We understand Cambodia has expressed an interest in a debt-swap program similar to debt-for-assistance measures that were enacted for Vietnam in 2000. Observers often compare Vietnam and Cambodia for geographic and historical reasons, but several distinctions about the treatment of the debts these countries contracted with the United States are worth highlighting. In 1993, Paris Club creditors provided Vietnam a debt rescheduling on terms similar to Cambodia’s 1995 Paris Club debt agreement. Vietnam signed a bilateral implementing agreement with the U.S. in 1997, resumed making scheduled payments, and was in good financial standing when Congress created the Vietnam Education Foundation, which will refund to the Foundation’s programs about 40 percent of Vietnam’s total debt payments to USAID and USDA. The same cannot be said of our current situation with regard to Cambodia debt.

The Administration’s position is that Cambodia’s economic and financial situation does not merit debt reduction, because the country is neither heavily indebted nor experiencing an external balance of payments crisis. The Administration is concerned that creating a special debt reduction program for a country that is unwilling, rather than unable, to pay its debts, sets a poor precedent for other counties in similar circumstances and sends the wrong message about prudent debt management. Cambodia has accumulated arrears to the U.S., while paying other creditors on time, and in at least one case, early. Every year, both within and outside of the Paris Club context, the U.S Government reviews and declines similar requests for debt-for-assistance swap arrangements from debtor countries that are both current on their debt service and may owe billions of dollars of debt.

Congress has also expressed its view on the importance of maintaining orderly creditor-debtor relations in a number of statutes, including Section 620(q) of the Foreign Assistance Act of 1961 and the Brooke Amendment (enacted this year as Section 612 of the Department of State, Foreign Operations and related Programs Appropriations Act, Division J of P.L. No. 110-161). These statutes provide for an automatic cutoff of U.S. economic assistance to a country that is in default on certain loans for certain periods of time. Although Cambodia’s USDA debts are not subject to these default sanctions, these statutes reflect Congress's expectation that countries repay their debts to the United States in a timely manner.

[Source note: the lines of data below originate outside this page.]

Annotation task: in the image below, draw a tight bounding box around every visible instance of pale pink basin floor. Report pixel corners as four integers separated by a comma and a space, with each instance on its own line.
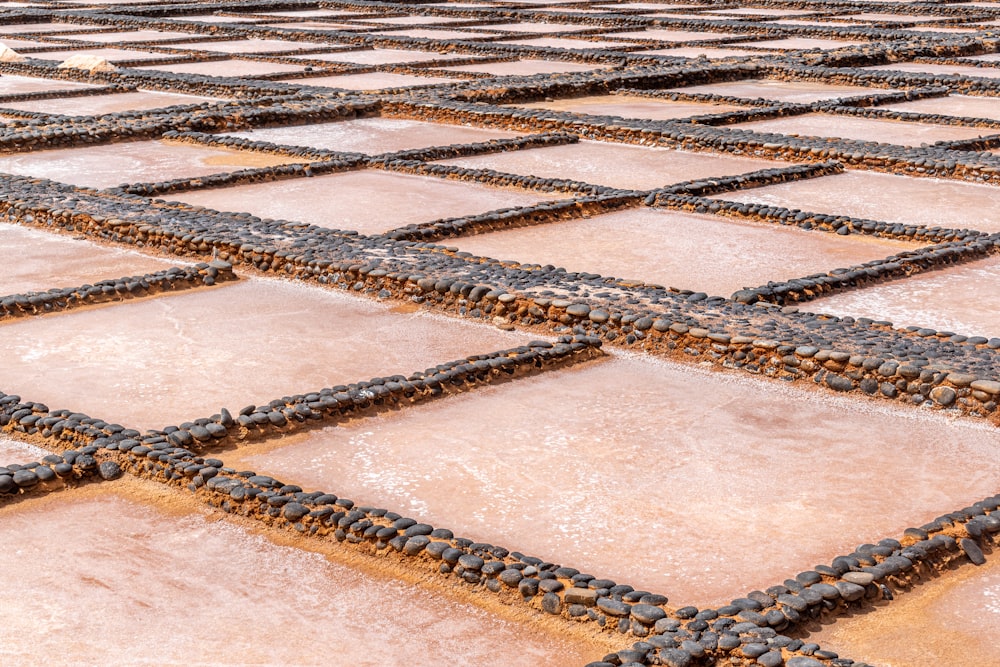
729, 113, 997, 146
442, 141, 788, 190
673, 79, 889, 103
863, 63, 1000, 79
511, 95, 746, 120
807, 555, 1000, 667
0, 140, 302, 188
0, 224, 177, 295
236, 355, 1000, 605
0, 492, 593, 667
713, 171, 1000, 233
801, 258, 1000, 337
282, 72, 458, 90
0, 279, 531, 429
450, 208, 917, 296
2, 91, 217, 116
167, 170, 568, 234
229, 118, 518, 155
142, 60, 305, 76
879, 95, 1000, 120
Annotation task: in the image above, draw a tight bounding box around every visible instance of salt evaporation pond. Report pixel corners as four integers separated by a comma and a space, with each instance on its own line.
0, 224, 178, 295
801, 258, 1000, 337
226, 118, 518, 155
0, 279, 532, 428
806, 556, 1000, 667
0, 483, 599, 667
168, 170, 569, 234
441, 141, 788, 190
230, 355, 1000, 605
712, 171, 1000, 232
730, 113, 996, 146
449, 208, 917, 296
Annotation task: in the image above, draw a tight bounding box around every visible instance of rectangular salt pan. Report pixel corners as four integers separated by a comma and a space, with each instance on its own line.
879, 95, 1000, 120
0, 489, 592, 667
451, 208, 916, 296
671, 79, 887, 103
283, 72, 458, 90
230, 118, 518, 155
729, 113, 996, 146
0, 91, 217, 116
0, 224, 176, 294
512, 95, 746, 120
806, 553, 1000, 667
169, 171, 568, 234
170, 39, 329, 53
142, 60, 306, 77
442, 60, 604, 76
0, 74, 96, 95
26, 49, 180, 62
801, 258, 1000, 337
863, 63, 1000, 79
0, 280, 531, 429
299, 49, 467, 65
0, 435, 50, 468
443, 141, 786, 190
0, 141, 303, 188
236, 356, 1000, 605
714, 171, 1000, 233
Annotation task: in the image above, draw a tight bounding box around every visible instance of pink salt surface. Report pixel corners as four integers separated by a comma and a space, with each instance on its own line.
861, 63, 1000, 79
0, 74, 95, 95
142, 60, 306, 76
443, 141, 787, 190
238, 355, 1000, 606
714, 171, 1000, 233
802, 258, 1000, 337
227, 118, 519, 155
879, 95, 1000, 119
169, 170, 568, 234
0, 23, 94, 35
0, 91, 217, 116
0, 435, 49, 464
733, 37, 866, 49
288, 49, 467, 65
0, 280, 530, 428
170, 39, 328, 53
515, 95, 745, 120
0, 492, 592, 667
704, 7, 815, 16
63, 30, 192, 43
606, 28, 739, 42
442, 60, 607, 76
264, 21, 368, 30
372, 28, 492, 39
0, 224, 176, 294
672, 79, 888, 103
364, 16, 469, 25
730, 113, 996, 146
0, 141, 302, 188
454, 208, 916, 296
634, 46, 769, 58
496, 37, 633, 49
24, 49, 180, 62
476, 22, 598, 33
967, 53, 1000, 63
828, 12, 941, 23
282, 72, 458, 90
807, 555, 1000, 667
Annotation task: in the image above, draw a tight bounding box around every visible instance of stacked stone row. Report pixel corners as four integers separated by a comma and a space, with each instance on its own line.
0, 260, 238, 321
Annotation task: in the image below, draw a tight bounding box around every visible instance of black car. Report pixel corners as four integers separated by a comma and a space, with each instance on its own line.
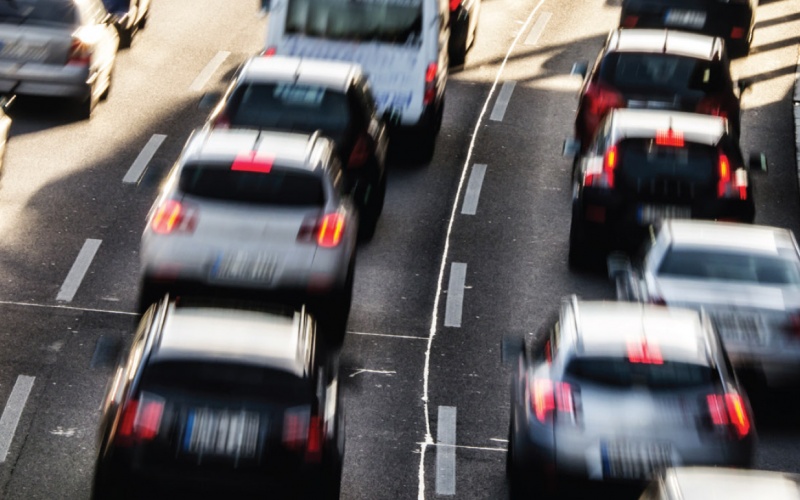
620, 0, 758, 57
569, 109, 766, 266
207, 56, 389, 239
93, 296, 344, 500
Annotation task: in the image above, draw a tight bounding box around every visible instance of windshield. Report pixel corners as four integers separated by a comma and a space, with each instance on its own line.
286, 0, 422, 45
0, 0, 80, 26
228, 83, 350, 141
566, 357, 716, 389
600, 52, 729, 95
658, 248, 800, 285
180, 163, 325, 207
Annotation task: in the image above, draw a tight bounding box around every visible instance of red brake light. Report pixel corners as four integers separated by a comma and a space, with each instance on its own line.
231, 151, 275, 174
151, 200, 197, 234
317, 213, 344, 248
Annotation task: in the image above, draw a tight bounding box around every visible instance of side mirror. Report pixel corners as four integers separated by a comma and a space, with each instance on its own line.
748, 153, 767, 174
561, 137, 581, 157
569, 61, 589, 78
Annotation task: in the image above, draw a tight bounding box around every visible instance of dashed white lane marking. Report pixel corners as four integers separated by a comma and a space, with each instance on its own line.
0, 375, 36, 463
489, 82, 517, 122
444, 262, 467, 328
525, 12, 553, 45
461, 163, 486, 215
0, 300, 139, 316
189, 50, 231, 92
417, 0, 545, 500
436, 406, 456, 495
122, 134, 167, 184
56, 239, 103, 302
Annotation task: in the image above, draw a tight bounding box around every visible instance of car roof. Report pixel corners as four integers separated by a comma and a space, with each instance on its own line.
151, 301, 310, 376
575, 301, 709, 365
611, 108, 728, 146
183, 127, 331, 171
607, 28, 723, 60
662, 219, 796, 255
239, 56, 361, 92
665, 467, 800, 500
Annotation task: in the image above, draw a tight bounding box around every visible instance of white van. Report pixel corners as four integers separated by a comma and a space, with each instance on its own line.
264, 0, 450, 159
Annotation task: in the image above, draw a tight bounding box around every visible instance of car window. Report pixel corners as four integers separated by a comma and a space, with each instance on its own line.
600, 52, 728, 94
286, 0, 422, 46
179, 163, 325, 207
657, 248, 800, 285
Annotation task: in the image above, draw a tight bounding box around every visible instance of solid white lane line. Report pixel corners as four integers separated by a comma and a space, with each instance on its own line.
122, 134, 167, 184
525, 12, 553, 45
436, 406, 456, 495
0, 375, 36, 463
489, 82, 517, 122
461, 163, 486, 215
0, 300, 139, 316
189, 50, 231, 92
444, 262, 467, 328
56, 239, 103, 302
417, 0, 544, 500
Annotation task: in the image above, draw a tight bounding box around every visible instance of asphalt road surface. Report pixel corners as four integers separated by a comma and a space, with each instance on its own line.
0, 0, 800, 500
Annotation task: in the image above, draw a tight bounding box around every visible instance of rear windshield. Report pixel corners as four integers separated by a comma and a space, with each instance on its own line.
600, 52, 728, 95
618, 139, 719, 184
0, 0, 80, 26
658, 248, 800, 285
286, 0, 422, 46
228, 83, 350, 140
142, 361, 315, 403
180, 164, 325, 207
567, 357, 717, 389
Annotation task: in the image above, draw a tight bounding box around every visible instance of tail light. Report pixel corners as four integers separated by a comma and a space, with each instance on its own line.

Another concern about funding foreign assistance programs through the principal and interest payments of debtor counties is that it circumvents normal budget rules. Congress passed the Federal Credit Reform Act of 1990 requiring U.S. creditor agencies to make realistic estimates about recoveries when calculating the true cost of lending programs. This approach saves U.S. taxpayers money by creating transparent incentives for agencies to manage credit programs efficiently and effectively. Accordingly, the Administration requests and Congress annually appropriates, funds to be used to pay the U.S. budget cost of cancelling a country’s debt obligation or providing a debt swap. The Cambodian proposal circumvents this congressional budget oversight mechanism.

In sum, Cambodia’s prompt agreement to resolve U.S. debt claims would eliminate this long-standing dispute in a scenario of otherwise improving bilateral relations; it would also enhance Cambodia’s creditworthiness and Cambodia’s ability to access international capital markets. Other countries following this path have benefited enormously.

Mr. Chairman, I appreciate this opportunity to appear before you and welcome any questions you may have. Thank you.